冤罪で12年間服役した被害者は服役していた。冤罪発覚後、様々な立場、被害者、弁護士、政治家、ジャーナリスト、警察、裁判官、犯罪被害者やその家族などの人を巻き込んでいく。

 

ことの発端は、主人公であるジャーナリストが書いた記事により、警察が被害者を拙速に逮捕に踏み切り、冤罪を生んでしまった、というもの。

 

感想としては、主人公に心底吐き気がするドラマでした。冤罪を生んだ自責の念から主人公は、冤罪が生まれた背景を検証する記事を書くため、関係者に順々に取材をしていく。冤罪被害者、犯罪被害者は、これ以上記事にしないように働きかけるも、主人公は、冤罪を二度と産まないためにもジャーナリストの責任を果たそうとする。

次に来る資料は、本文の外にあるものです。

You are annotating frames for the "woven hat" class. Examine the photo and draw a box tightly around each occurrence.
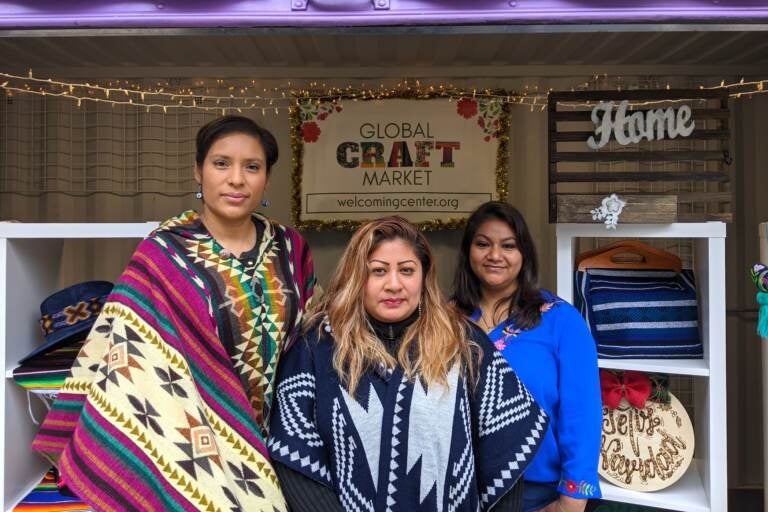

誰もそんな責任を果たすこと期待してないのに、というのが心底な感想。本当に責任を感じるのであれば、辞めればいいのに。誤ったことをすれば記事を書けない、そのほうが十分いいと思う。そんなことをする人はいなくなるし。主人公は、記事を書かなければ責任から逃げ出すとかのたまってるけど、自分自身が罪障感を拭い去ろうとしているようにしか見えない。主人公は結局、周りのどのような働きかけがあってもその意思を貫徹する。それは、美しく自らの過ちに向き合う姿に見える人もいるようだけど、やらなくていいことをしているに過ぎない、そう見える。ほかの関係者である裁判官や警察が主人公の質問に答えないと、逃げるのか、と問いただす。自らの質問に答えることが責任を果たすことだと勘違いするその姿、そしてなぜ事件が起きたのかわからないと様々な人に質問をぶつける幼稚な姿(主人公が仕事がない中で功を焦ったことで十分に理由がつきそうに見える。)、自分が結果を生んだという自分の仕事の影響力の誤解、というような、ジャーナリストという仕事に過大な幻想を抱いた人の誤った行動、そのように見えた。